[Légende urbaine] 93% de la communication est non verbale
L'histoire d'une étude totalement incomprise
J’ai pris ces tweets au hasard. J’aurais aussi pu prendre des dizaines d’articles qui répètent cette phrase. En école de commerce, je ne sais pas combien de fois des intervenants m’ont répété ça.
Pour être plus précis ils disent que :
55% de la communication passe par les gestes
38% de la communication passe par l’intonation
7% de la communication passe par les mots
Mais ça n’a aucun sens. Ça ne peut pas être vrai !
Contrairement aux légendes urbaines précédentes, je n’y ai jamais cru. 93% est un chiffre énorme. J’ai l’impression que notre cerveau a tendance à arrondir tous les chiffres en
rien (0%)
un peu (20%)
moitié-moitié (50%)
beaucoup (80%)
totalement (100%)
Donc on entend “93%” et on pense “beaucoup”. Alors que c’est très différent. Si j’enlève 80% à un salaire de 2 000€ il reste 400€. Si j’enlève 93% il reste…140€.
Ça voudrait dire que dans un discours de 10 minutes, seulement 42 secondes passeront via les mots.
D’ailleurs l’autre indice que c’est faux est encore une compréhension des chiffres. Comment peut-on avoir un résultat aussi précis et aussi unanime ? Personne ne dit 92%, tout le monde dit 93%. Avec exactement la répartition 55-38-7.
As-tu déjà essayé de mimer ?
Si 55% de la communication passe par les gestes alors le mime devrait être un moyen relativement efficace de communication. Le Time’s up deviendrait immédiatement un jeu très ennuyant.
On peut mimer les choses concrètes. Mais les concepts ? Essaie de mimer le mot “démocratie” à quelqu’un.
L’humanité n’aurait jamais inventé le langage
Nous ne nous serions jamais donné la peine d’inventer le langage si les mots ajoutaient seulement 7,5% à la compréhension (si tu ne comprends pas pourquoi 7,5% et pas 7% ce n’est pas important ).
Si 93% de la communication passe par l’intonation et les gestes, il suffirait de faire des mimes avec des bruits de bouche pour se faire comprendre.
Si tu as déjà essayé de communiquer comme ça tu sais que c’est très peu efficace. Je me suis retrouvé une fois en Pologne à essayer de dire “je veux acheter un sèche-cheveux”. Je peux t’assurer que faire le bruit et le geste n’a pas fonctionné rapidement.

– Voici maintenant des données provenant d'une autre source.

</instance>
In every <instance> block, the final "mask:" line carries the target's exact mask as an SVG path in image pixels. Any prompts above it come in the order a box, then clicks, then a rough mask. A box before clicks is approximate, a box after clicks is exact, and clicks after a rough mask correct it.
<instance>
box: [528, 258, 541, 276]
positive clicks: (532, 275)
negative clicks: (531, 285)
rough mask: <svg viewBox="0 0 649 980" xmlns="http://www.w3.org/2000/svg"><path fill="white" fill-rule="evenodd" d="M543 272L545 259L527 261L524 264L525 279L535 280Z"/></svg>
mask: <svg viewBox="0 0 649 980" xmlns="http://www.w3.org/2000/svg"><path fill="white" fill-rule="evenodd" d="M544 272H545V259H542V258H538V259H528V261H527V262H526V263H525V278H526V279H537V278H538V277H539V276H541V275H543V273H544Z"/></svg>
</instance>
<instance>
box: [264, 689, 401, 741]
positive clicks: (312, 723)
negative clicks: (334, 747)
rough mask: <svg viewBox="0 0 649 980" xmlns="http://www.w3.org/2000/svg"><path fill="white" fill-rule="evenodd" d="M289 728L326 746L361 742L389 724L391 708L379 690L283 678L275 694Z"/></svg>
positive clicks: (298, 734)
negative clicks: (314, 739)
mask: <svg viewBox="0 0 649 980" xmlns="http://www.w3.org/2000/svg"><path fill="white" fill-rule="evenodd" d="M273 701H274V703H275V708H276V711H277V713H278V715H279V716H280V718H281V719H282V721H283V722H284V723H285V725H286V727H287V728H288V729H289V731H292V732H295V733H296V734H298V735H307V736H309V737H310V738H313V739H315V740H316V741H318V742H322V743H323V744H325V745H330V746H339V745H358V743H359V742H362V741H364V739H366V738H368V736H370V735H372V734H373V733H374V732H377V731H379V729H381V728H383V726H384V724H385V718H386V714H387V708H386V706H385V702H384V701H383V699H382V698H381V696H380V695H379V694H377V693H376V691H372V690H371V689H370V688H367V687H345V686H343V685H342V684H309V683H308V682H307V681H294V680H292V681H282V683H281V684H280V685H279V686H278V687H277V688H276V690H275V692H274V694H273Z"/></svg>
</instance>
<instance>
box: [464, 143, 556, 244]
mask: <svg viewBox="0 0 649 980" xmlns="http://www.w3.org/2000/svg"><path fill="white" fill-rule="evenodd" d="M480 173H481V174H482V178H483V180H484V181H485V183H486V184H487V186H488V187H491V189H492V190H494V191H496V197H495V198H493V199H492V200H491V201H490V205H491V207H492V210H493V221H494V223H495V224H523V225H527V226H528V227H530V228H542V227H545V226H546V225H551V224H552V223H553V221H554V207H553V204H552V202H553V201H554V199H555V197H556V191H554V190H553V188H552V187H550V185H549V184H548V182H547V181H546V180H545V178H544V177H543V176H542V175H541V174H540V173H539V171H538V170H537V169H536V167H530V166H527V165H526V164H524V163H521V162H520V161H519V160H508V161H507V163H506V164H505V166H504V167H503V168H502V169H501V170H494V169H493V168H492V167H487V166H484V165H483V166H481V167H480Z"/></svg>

Il a bien fallu deux minutes pour qu’on se comprenne.
Alors que la phrase tient en 15 secondes.
La radio ne fonctionnerait pas
Si la communication verbale était si peu efficace, comment expliquer qu’on comprenne plus facilement un audio qu’une vidéo sans son ?
Comment expliquer que la radio soit si efficace ?
D’où vient cette légende alors ?
Un jour le professeur Albert Mehrabian a fait une étude.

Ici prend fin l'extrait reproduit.